Joan était un jeune homme de trente ans au plus, hardi, aventureux, ne redoutant aucun péril, mais doué aussi de cette astuce froide et profonde qui caractérise ses compatriotes. Avant de partir il avait pesé parfaitement toutes les chances pour et contre le succès de sa mission. Il ne se dissimulait pas qu’elle était hérissée de difficultés et que ce serait en quelque sorte un miracle s’il parvenait à éviter les pièges sans nombre tendus sous ses pas.
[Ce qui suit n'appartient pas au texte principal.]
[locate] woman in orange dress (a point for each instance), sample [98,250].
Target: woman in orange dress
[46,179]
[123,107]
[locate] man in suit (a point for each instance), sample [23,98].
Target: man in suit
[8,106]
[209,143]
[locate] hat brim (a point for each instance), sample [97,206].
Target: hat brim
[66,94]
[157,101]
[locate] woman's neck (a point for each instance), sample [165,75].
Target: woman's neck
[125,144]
Ces difficultés même, au lieu de le rebuter, la lui avaient fait accepter avec empressement.

Il y voyait l’occasion de jouer un bon tour à Antinahuel, qu’il détestait sans trop savoir pourquoi, nous devons le dire, tout en sauvant Curumilla qui lui avait sauvé la vie.

Tout se résumait à traverser, sans être tué, la ligne des sentinelles qui, sans doute, enveloppaient le poste qu’il venait de quitter.

Il resta un instant accroupi dans les hautes herbes, réfléchissant au moyen qu’il emploierait pour s’échapper sain et sauf.

Il paraît que ce moyen ne tarda pas à être trouvé, car il se mit à courir.

Assuré qu’il était bien seul, il déroula son laço, dépassa le nœud coulant et en noua l’extrémité à un buisson.

Sur ce buisson il attacha son chapeau de façon à ce qu’il pût tomber, puis il s’éloigna avec précaution en déroulant son laço au fur et à mesure.

Lorsqu’il fut arrivé à l’extrémité du laço, il tira doucement, par petites secousses, en imprimant un léger mouvement oscillatoire au buisson.

Ce mouvement fut aperçu presque aussitôt des sentinelles, elles s’élancèrent de ce côté, virent le chapeau et firent feu.

Pendant ce temps-là, Joan détalait avec la légèreté d’un guanacco, riant comme un fou du désappointement des sentinelles, quand elles reconnaîtraient sur quoi elles avaient tiré.

Du reste, il avait si bien pris ses mesures qu’il était déjà loin et complètement hors d’atteinte, avant que les Araucans se fussent aperçus du tour qu’il leur avait joué.

Il y a loin du cañon del Rio Seco à la tolderia de San-Miguel par la route tracée, ou pour être plus vrai, à peu près tracée, que prennent les voyageurs ; si Joan avait voulu la suivre, il aurait eu près de quinze lieues à faire.

Mais Joan était un Indien, il coupait le chemin à vol d’aigle, en ligne droite.

Jeune et doué d’un jarret de fer, il partit au pas gymnastique, traversant monts et vallées, sans jamais ralentir sa marche.